Голос у доктора дрожит, когда он произносит:
– У вас бесплодие… стерильность девяносто семь процентов… согласно медицинским показателям это полная стерильность.
Я киваю, побелевшие кисти рук сжаты в крепкий замок.
Диего встает, потирает руками колени, садится снова:
– А три процента?
– Чудо… только чудо. Мы, итальянцы, привыкли верить в чудеса, – разводит руками профессор.
Выходим из кабинета, профессор провожает нас до приемной, до самой входной двери. Он очень сожалеет. Проводил нас, как добрый пастырь, отлучающий заблудших чад от церкви.
– Спасибо…
В этот раз он даже не взял с нас денег.
Спускаемся по лестнице, я держусь за гладкие перила. Здание красивое, сороковых годов, белое, легкое, словно корабль.

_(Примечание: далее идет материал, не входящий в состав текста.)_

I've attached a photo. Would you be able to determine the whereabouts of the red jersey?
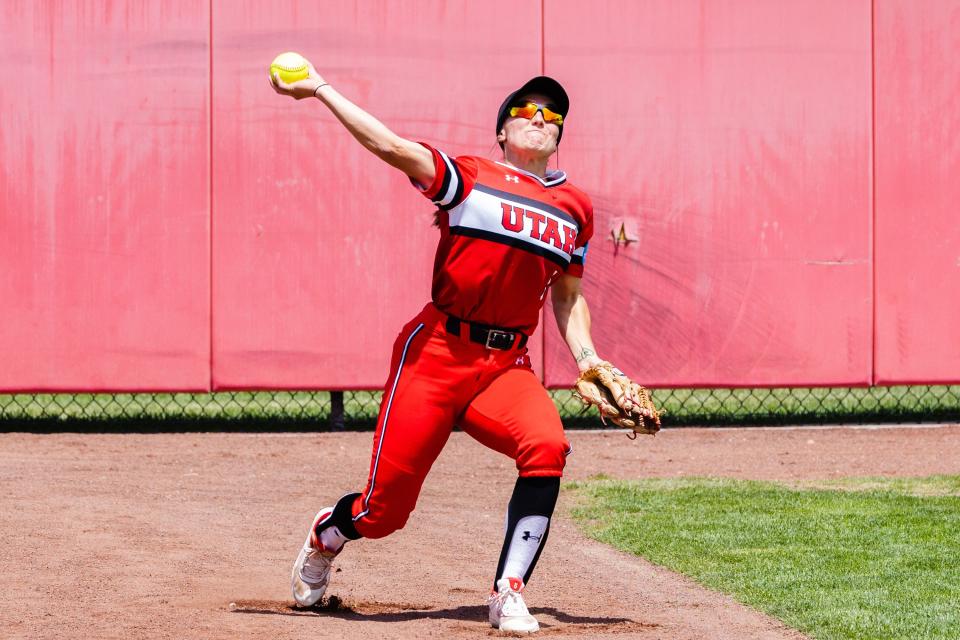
[418,145,593,335]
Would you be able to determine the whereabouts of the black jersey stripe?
[440,162,463,211]
[433,151,451,207]
[450,227,570,269]
[473,182,580,228]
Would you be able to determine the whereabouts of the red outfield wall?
[0,0,960,390]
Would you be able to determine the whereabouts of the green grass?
[0,386,960,429]
[572,476,960,640]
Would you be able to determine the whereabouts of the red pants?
[353,304,570,538]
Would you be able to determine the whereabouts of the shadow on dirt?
[230,596,640,628]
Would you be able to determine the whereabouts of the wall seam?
[207,0,214,392]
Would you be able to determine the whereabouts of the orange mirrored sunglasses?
[510,102,563,125]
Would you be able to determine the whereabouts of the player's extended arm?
[270,62,436,186]
[550,275,649,415]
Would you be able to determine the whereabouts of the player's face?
[503,93,560,157]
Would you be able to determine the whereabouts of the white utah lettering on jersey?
[450,188,579,265]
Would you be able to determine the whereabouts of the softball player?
[271,65,616,633]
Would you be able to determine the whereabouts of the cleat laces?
[300,549,333,584]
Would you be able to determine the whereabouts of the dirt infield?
[0,426,960,640]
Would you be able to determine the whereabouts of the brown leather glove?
[575,362,660,437]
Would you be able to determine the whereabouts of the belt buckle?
[486,329,517,351]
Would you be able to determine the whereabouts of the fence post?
[330,391,344,431]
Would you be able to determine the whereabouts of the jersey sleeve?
[566,199,593,278]
[410,142,477,211]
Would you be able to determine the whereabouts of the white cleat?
[290,507,339,607]
[487,578,540,633]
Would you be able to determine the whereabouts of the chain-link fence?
[0,385,960,431]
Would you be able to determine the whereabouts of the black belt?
[446,316,529,351]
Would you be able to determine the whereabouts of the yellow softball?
[270,51,310,84]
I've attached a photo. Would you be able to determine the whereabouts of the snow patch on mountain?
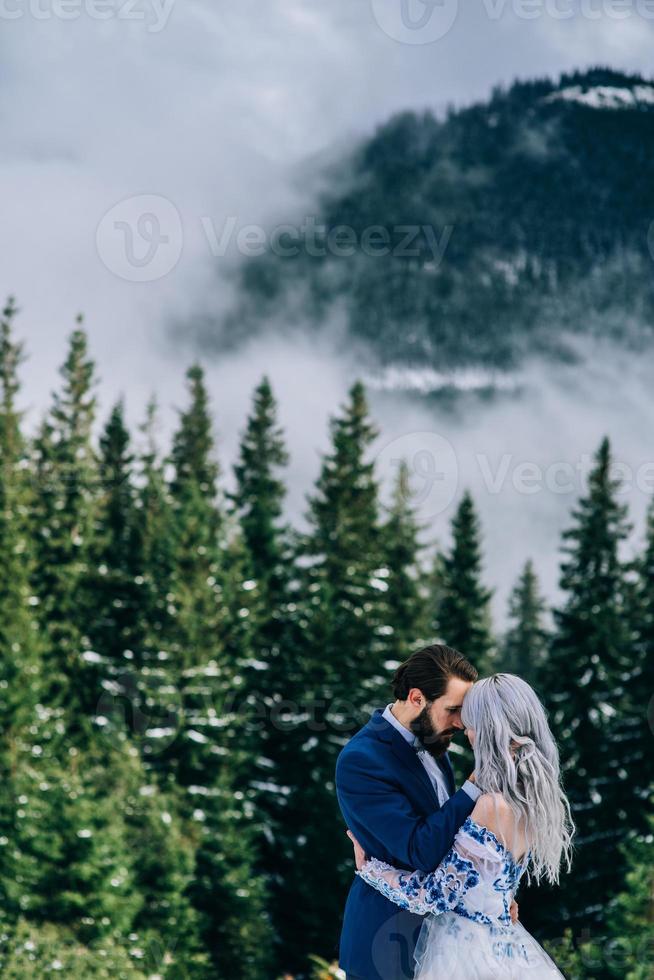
[543,85,654,109]
[364,366,520,394]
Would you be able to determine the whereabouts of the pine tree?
[161,365,272,980]
[85,401,143,668]
[34,325,99,740]
[608,787,654,980]
[0,299,43,936]
[0,298,42,749]
[231,377,297,970]
[534,439,631,930]
[625,502,654,812]
[382,460,429,663]
[434,491,495,673]
[283,383,388,971]
[189,770,272,980]
[499,559,548,689]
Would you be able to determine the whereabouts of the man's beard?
[411,705,456,759]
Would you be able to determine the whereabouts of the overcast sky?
[0,0,654,624]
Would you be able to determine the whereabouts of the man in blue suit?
[336,644,480,980]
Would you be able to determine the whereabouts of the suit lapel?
[369,709,440,807]
[438,752,456,796]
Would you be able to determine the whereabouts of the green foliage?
[498,559,549,690]
[0,919,148,980]
[434,491,495,674]
[534,439,641,930]
[0,300,654,980]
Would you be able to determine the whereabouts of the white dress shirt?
[382,704,481,806]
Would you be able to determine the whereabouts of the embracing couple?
[336,644,574,980]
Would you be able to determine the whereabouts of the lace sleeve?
[357,846,479,915]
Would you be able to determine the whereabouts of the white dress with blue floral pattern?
[357,817,563,980]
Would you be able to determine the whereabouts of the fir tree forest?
[0,300,654,980]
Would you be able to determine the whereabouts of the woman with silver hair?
[350,674,574,980]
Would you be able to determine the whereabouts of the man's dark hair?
[392,643,479,701]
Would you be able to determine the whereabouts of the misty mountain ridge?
[196,68,654,393]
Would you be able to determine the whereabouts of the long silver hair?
[461,674,575,884]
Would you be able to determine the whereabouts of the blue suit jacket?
[336,709,475,980]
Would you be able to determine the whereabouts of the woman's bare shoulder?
[471,793,515,839]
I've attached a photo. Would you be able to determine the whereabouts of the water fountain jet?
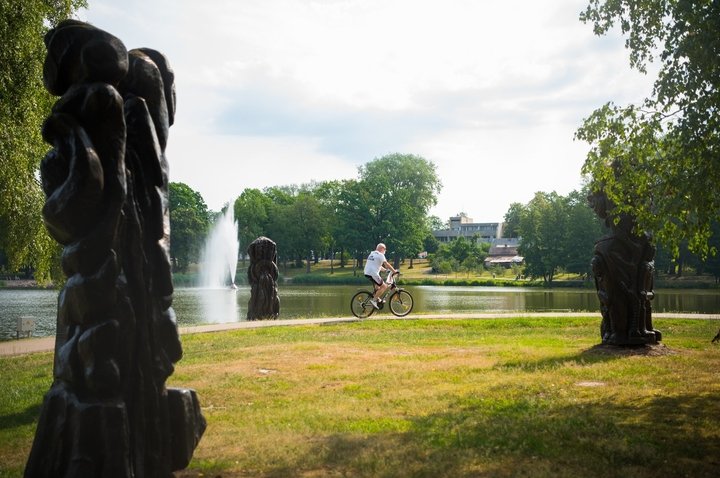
[200,205,240,289]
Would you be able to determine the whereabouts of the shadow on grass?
[495,344,677,371]
[249,394,720,478]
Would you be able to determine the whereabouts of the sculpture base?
[602,329,662,346]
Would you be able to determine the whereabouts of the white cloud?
[82,0,651,221]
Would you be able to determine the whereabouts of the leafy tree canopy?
[576,0,720,256]
[0,0,86,280]
[170,183,210,271]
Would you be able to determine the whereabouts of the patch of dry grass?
[0,318,720,478]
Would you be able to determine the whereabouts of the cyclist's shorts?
[365,274,383,286]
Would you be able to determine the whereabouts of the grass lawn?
[0,318,720,478]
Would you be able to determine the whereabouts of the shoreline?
[0,312,720,357]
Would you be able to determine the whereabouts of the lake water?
[0,285,720,340]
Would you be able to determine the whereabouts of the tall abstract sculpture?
[25,20,206,477]
[247,236,280,320]
[588,191,662,345]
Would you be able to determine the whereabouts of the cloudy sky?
[79,0,652,222]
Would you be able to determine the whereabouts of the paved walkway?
[0,312,720,356]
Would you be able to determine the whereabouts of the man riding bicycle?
[365,242,397,309]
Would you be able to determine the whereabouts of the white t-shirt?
[365,251,387,277]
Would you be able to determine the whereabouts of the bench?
[17,317,35,339]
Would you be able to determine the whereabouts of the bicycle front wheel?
[350,290,375,319]
[390,290,413,317]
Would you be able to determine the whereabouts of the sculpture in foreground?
[25,20,206,478]
[588,191,662,345]
[247,236,280,320]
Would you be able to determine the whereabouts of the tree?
[0,0,86,281]
[290,191,329,273]
[170,183,210,271]
[562,190,605,275]
[518,192,567,285]
[576,0,720,256]
[233,188,272,263]
[360,153,442,267]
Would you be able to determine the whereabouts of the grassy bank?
[0,318,720,478]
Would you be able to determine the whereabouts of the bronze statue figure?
[588,191,662,345]
[25,20,206,478]
[247,237,280,320]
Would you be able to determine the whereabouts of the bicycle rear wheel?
[350,290,375,319]
[390,289,413,317]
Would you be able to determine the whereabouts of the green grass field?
[0,318,720,478]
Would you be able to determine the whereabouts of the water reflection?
[0,285,720,340]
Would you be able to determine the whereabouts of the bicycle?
[350,271,413,319]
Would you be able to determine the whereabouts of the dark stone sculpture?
[588,191,662,345]
[247,237,280,320]
[25,20,206,478]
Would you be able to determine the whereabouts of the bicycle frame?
[350,271,413,318]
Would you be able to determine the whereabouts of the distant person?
[365,242,397,309]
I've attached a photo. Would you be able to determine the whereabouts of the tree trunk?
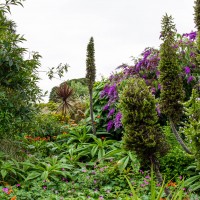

Боли нет. Я так много страдала, что сейчас чувствую облегчение. Мне никогда не быть матерью, мое тело никогда не потеряет форму, я высохну, постарею, меня ждет одинокая старость. Нам не выполнить библейскую заповедь: «плодитесь и размножайтесь». Семя не будет брошено, нам не увидеть всходов. Бога нет. Где искать оправдание нашему убогому существованию? По какой дороге идти, чтобы найти смысл жизни? Я чувствую себя так, будто уже умерла. Покой и безмятежность, как в загробном мире.
Путь в царство мертвых – здесь, на улице, которую я перехожу как обычно. Я словно обреченная на казнь, с табличкой на груди: «БЕСПЛОДНАЯ ЖЕНЩИНА».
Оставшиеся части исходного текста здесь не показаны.